PODs try to assess a minimum flaw size that will be reliably detected by the NDT technique. This is best done by plotting the accumulation of flaws detected against the flaw size of all the flaws "detected" or that produce a response over some threshold. Ideally all flaws over some critical size will be detected and flaws smaller than that are not "detected". The tool most commonly used for POD description is the POD curve. Figure 1 illustrates a POD curve that indicates there is an 80% chance of detecting a flaw 2.2mm high and we can state with 90% confidence that it would not be greater than 3.3mm high. Or conversely we may state that we have a 90% confidence that a flaw 2.2mm high will be detected will not have a POD less than 65%.

Fig 1: Sample POD curve

The best way to describe a confidence curve (e.g. 95 %) is to state that: If the actual POD curve were to be reconstructed over and over using the same method and data, then 95% of those constructed curves would be above the confidence curve (i.e. 5% would be below). In other words, we are 95% sure that the REAL POD curve is above the confidence curve.

The confidence level must also consider the effects of the full matrix for POD where we have the potential for false calls. In a set of specimens with known flaws over the minimum required size for detection we can see that a miss of one item could destroy our confidence in the system if a high confidence is required. E.g. if there was a selection of 30 specimens it would require that 28 samples be tested in order to provide assurance that we have we could have a 95% confidence that the results are indicative of the detection capabilities of the test system. However, if we missed a flaw in one of the 28 samples we would no longer have 95% confidence of in the probability of detection.

An example of the population size required to be tested to assess the probability reliability is found at the website http://www.surveysystem.com/sscalc.htm There they explain that the confidence level tells you the larger your sample, the more sure you can be that the test results truly reflect the population distribution. This indicates that for a given confidence level, the larger your sample size, the smaller your confidence interval can be. However, the relationship is not linear (i.e., doubling the sample size does not halve the confidence interval).

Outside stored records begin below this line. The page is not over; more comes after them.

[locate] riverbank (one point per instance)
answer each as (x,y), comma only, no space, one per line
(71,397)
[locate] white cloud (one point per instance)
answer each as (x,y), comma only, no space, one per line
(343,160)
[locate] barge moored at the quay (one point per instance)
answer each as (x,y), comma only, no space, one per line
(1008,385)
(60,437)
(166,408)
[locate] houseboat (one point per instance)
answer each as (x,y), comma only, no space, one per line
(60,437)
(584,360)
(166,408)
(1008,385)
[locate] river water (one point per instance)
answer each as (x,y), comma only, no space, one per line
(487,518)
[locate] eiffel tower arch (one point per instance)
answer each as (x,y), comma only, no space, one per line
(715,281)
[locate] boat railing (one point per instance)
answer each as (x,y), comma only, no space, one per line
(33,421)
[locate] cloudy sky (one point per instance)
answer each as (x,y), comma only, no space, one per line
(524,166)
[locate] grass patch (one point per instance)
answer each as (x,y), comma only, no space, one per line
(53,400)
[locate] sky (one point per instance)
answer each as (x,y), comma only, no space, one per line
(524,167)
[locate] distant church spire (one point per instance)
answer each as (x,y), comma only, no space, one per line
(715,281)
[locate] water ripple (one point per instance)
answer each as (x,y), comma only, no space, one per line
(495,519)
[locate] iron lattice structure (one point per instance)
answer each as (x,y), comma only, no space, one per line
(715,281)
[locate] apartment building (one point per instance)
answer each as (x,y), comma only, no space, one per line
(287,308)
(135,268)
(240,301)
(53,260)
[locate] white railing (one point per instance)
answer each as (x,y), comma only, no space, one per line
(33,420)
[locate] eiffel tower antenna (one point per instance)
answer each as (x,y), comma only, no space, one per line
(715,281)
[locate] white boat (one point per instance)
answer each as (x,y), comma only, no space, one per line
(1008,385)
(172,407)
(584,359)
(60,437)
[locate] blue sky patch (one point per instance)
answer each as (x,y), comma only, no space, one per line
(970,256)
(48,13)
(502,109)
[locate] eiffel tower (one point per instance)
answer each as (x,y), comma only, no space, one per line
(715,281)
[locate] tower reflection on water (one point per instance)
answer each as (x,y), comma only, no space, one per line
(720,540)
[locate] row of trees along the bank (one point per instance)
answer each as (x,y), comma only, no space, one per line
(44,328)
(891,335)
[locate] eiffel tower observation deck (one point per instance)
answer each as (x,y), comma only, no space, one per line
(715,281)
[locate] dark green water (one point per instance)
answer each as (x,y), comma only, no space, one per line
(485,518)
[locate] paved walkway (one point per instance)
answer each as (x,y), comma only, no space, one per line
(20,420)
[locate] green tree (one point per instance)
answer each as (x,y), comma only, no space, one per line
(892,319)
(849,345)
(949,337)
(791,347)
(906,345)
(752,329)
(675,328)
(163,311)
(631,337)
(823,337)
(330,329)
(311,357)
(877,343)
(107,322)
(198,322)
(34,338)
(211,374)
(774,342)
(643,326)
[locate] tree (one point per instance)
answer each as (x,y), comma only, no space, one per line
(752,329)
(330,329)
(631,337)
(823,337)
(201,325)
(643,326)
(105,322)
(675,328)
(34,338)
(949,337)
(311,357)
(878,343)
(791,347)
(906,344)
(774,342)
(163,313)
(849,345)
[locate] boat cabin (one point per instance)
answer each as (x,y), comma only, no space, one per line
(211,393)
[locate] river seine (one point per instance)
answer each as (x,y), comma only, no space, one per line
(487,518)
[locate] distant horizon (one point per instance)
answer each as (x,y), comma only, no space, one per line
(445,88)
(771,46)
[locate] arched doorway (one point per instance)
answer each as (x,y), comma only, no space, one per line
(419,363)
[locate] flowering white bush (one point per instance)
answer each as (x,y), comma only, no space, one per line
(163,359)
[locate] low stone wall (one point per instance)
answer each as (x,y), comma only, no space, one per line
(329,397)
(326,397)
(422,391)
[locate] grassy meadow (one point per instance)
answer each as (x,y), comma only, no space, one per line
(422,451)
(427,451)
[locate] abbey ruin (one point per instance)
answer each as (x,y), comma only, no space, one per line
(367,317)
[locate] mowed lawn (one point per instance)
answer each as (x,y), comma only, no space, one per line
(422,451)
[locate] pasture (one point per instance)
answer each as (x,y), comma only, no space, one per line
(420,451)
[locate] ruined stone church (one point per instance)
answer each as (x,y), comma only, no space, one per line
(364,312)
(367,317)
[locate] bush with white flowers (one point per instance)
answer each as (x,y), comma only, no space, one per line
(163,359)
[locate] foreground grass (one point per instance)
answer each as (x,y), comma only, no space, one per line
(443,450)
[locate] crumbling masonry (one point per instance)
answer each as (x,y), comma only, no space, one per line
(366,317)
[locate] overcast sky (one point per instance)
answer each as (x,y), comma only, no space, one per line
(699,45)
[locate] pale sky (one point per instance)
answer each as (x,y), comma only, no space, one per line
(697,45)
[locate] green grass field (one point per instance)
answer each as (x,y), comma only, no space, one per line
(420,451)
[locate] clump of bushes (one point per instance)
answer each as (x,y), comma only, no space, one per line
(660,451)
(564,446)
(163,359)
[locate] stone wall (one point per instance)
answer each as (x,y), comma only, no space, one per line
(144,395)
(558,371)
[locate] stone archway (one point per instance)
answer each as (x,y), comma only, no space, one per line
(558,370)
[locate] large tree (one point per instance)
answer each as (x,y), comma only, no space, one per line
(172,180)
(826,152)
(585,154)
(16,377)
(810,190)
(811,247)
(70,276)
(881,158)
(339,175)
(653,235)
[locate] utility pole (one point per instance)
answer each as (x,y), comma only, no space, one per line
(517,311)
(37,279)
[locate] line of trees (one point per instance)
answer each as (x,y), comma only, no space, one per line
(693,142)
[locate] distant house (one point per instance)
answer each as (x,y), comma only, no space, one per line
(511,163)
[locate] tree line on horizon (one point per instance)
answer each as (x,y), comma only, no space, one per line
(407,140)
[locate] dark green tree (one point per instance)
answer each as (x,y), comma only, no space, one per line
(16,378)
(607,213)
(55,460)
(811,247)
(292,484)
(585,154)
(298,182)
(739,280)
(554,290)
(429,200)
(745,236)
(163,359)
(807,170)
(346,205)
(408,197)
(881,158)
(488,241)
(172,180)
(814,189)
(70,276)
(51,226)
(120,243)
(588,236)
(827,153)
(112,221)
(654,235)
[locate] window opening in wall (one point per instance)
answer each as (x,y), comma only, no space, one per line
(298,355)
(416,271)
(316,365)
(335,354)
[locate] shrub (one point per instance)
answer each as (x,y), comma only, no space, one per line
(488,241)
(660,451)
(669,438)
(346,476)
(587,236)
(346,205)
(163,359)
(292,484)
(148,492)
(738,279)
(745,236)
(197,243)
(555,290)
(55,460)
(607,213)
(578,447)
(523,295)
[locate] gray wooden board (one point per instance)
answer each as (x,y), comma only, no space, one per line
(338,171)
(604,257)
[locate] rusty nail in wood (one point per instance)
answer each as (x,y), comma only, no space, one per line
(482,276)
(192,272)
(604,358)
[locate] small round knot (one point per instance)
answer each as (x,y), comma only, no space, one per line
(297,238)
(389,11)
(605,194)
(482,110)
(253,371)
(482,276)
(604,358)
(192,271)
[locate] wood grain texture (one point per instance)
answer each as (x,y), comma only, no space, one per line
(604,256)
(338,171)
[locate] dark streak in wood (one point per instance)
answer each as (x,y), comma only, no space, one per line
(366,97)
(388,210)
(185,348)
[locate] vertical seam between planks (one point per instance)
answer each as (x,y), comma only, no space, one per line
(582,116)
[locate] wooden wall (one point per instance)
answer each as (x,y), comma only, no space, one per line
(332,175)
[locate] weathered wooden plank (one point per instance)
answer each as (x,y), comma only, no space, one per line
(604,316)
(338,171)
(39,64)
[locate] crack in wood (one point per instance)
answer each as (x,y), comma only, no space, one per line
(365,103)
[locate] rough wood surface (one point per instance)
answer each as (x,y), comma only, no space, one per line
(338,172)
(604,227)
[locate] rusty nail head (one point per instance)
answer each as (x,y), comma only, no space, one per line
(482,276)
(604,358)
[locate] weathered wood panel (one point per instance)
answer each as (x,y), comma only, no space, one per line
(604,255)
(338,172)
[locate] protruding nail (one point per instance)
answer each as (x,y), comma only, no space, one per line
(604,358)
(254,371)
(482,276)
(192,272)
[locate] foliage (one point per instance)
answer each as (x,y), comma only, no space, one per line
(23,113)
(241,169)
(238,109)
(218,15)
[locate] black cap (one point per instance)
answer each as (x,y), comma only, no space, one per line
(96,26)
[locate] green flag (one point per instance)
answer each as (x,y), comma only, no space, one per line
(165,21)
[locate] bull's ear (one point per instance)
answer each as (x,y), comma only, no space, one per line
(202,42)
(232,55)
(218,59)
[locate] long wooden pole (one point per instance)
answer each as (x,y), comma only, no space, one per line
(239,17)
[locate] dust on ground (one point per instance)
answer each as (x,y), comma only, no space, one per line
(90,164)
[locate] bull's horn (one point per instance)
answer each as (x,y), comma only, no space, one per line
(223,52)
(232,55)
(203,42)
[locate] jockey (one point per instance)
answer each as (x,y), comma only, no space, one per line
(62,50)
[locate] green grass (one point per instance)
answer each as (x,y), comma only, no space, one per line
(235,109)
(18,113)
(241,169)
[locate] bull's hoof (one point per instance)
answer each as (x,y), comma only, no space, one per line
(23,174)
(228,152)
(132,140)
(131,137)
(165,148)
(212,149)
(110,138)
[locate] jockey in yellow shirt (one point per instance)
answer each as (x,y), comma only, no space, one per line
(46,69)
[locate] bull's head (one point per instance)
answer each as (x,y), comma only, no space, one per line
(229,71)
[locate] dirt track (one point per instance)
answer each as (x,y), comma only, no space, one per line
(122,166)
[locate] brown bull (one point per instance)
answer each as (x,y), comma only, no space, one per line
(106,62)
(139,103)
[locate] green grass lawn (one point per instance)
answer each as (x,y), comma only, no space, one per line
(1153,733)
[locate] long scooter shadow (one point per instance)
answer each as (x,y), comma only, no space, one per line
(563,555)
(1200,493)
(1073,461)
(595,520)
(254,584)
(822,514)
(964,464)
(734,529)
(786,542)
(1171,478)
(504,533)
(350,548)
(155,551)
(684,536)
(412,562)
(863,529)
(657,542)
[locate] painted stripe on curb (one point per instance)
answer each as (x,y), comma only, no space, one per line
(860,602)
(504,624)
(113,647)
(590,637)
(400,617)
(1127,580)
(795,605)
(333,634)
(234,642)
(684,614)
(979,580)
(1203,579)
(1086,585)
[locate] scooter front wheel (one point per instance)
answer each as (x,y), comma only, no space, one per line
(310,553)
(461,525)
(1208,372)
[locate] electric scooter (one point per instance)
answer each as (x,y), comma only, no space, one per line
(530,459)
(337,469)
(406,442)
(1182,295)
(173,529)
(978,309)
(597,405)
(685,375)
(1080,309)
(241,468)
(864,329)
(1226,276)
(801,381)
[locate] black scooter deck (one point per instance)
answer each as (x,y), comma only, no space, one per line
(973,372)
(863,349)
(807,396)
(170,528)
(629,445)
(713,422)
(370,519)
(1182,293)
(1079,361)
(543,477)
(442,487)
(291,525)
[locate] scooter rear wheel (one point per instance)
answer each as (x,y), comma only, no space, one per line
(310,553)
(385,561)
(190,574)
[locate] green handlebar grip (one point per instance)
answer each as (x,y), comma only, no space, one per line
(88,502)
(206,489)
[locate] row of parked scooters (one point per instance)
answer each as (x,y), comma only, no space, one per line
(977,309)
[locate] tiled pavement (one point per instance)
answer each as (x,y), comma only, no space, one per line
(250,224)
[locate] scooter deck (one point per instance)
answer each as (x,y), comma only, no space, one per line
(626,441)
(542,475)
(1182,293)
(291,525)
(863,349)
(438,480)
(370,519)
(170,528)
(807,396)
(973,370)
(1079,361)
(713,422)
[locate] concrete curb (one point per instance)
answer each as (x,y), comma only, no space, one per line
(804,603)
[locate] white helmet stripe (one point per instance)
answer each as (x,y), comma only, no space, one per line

Conversely, if we have a large population we need to make a test of many samples to ensure that the results are indicative of the entire population (the calculator at the referenced website indicates 278 samples are required in a population of 1000 to ensure a 95% confidence level).


Quite a different set of uncertainties exists when an NDT operator is required to provide dimensional information about the flaws detected. Dimensions usually requested include; length, maximum vertical extent, depth below a test surface and position with respect to some X-Y coordinate system.

NDT uses indirect measurement methods to assess flaw dimensions. Magnetic particle inspection uses the pattern of small particles entrapped in a magnetic field. Eddy current uses coil impedance phase and amplitude information to gauge flaw depth and size. Ultrasonic testing uses arrival times, amplitude and phase information to provide depth, area and nature of a flaw.

However, even more direct methods can suffer from variation in estimates of dimensions. Handing a vernier calliper to ten people and asking them to provide the three dimensions (length, width, height) of a steel block will still result in a scattering of dimensions being recorded. Variations will result due to; different skill levels with the calliper, measurements at different places along the block surfaces, different pressures used on the calliper actuator and even rounding of readings if the vernier is mechanical instead of digital.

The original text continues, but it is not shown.